Segundo o estudo, 20% da floresta foram desmatadas e outros 20% estariam degradadas. O total – 40% - é o limite, segundo alguns pesquisadores, para que a floresta não consiga garantir a própria umidade.
“A floresta oceano-verde é muito úmida para queimar, mesmo durante a época ‘seca’. No entanto, quando nenhuma chuva cai na estação seca – algo que não costumava acontecer, mas agora está se tornando cada vez mais comum – o material orgânico no chão da floresta acaba secando além do limite em que se torna inflamável. O fogo entra na mata, queima raízes superficiais e mata árvores grandes. Todos esses efeitos do desmatamento potencializam-se.”
Segundo Nobre, o desmatamento acumulado chega a 762.979 km2, equivalente a duas Alemanhas ou três estados de São Paulo. A área desmatada corresponderia a 184 milhões de campos de futebol.
“Até 2013, a área total degradada por ter alcançado 1.255.100 km2. Somando com a área mensurada de corte raso, o impacto cumulativo no bioma pela ocupação humana pode ter atingido 2.018.079 km2. Dentre mais de 200 países no mundo, somente 13 têm área maior que essa.”
O estudo sugere que a seca no Sudeste já pode ser resultado desse processo de “savanização” da Amazônia. Para reverter a situação, a solução seria parar o desmatamento – não reduzir, parar mesmo - e iniciar um amplo processo de reflorestamento.
Levante o braço quem acredita que o governo vai fazer alguma coisa. Eu não. Nem os dados sobre o desmatamento o governo divulga mais. O último relatório foi divulgado em agosto. O próximo foi convenientemente empurrado com a barriga para depois das eleições e está prometido para o meio de novembro.
Ano passado, publiquei no blog uma reportagem sobre as condições de trabalho de vigilantes ambientais em todo o país (leia aqui) e concluí que o governo cortou a verba de vigilância em 38% desde 2010.
Um exemplo das humilhantes condições de trabalho de nossos ambientalistas: a Unidade de Conservação (UC) da Floresta Nacional de Tefé, no interior do Amazonas, é responsável pela vigilância de uma área de mais de um milhão de hectares, ou 10 mil km2, quase sete vezes o tamanho da cidade de São Paulo.

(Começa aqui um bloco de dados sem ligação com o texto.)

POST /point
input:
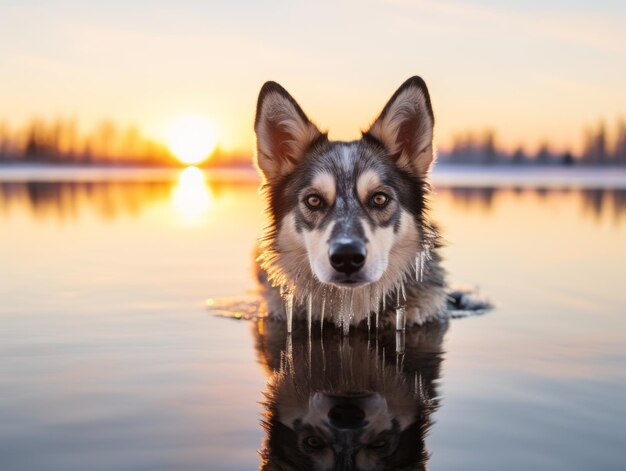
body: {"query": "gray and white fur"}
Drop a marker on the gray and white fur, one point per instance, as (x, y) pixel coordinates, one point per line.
(349, 239)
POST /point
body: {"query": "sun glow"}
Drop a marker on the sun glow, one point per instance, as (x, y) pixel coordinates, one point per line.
(191, 139)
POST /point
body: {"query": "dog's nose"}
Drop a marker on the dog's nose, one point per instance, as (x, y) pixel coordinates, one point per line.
(347, 257)
(346, 415)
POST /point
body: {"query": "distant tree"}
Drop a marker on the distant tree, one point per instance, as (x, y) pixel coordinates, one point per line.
(519, 156)
(595, 147)
(619, 152)
(567, 158)
(489, 147)
(543, 154)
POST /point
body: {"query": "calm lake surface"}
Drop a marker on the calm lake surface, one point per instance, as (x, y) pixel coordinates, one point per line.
(110, 359)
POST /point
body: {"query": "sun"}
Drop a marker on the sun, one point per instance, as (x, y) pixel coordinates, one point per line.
(191, 139)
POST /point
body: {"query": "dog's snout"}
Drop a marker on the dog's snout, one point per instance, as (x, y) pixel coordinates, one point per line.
(347, 256)
(346, 416)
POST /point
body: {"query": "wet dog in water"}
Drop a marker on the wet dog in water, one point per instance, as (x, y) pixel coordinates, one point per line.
(349, 236)
(344, 403)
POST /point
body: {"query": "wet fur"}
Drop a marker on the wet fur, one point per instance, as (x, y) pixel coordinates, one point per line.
(330, 364)
(397, 150)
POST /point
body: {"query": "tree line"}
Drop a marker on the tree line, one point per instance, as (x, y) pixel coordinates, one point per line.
(60, 141)
(597, 149)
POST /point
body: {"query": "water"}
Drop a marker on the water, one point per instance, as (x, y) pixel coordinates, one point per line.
(111, 361)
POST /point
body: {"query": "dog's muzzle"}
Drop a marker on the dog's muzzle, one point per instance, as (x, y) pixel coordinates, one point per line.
(347, 256)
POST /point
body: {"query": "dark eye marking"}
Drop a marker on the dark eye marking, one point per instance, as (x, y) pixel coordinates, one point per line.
(379, 200)
(314, 202)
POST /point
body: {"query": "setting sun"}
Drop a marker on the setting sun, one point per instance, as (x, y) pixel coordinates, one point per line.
(191, 139)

E para fiscalizar toda essa região, a UC de Tefé conta com o assombroso quadro de dois analistas ambientais e três técnicos.
Em seu relatório, Nobre afirma:
“Em 2008, quando estourou a bolha financeira de Wall Street, governos mundo afora precisarem de apenas 15 dias para decidir usar trilhões de dólares de recursos públicos na salvação de bancos privados e evitar o que ameaçava tornar-se um colapso do sistema financeiro. A crise climática tem o potencial de ser incomensuravelmente mais grave do que a crise financeira, não obstante, as elites governantes vêm procrastinando por mais de 15 anos tomar decisões efetivas que desviem a humanidade do desastre climático.”
Minha sugestão? Declarar a Amazônia área de interesse mundial e doá-la para quem tiver a competência de preservá-la, já que nós não temos.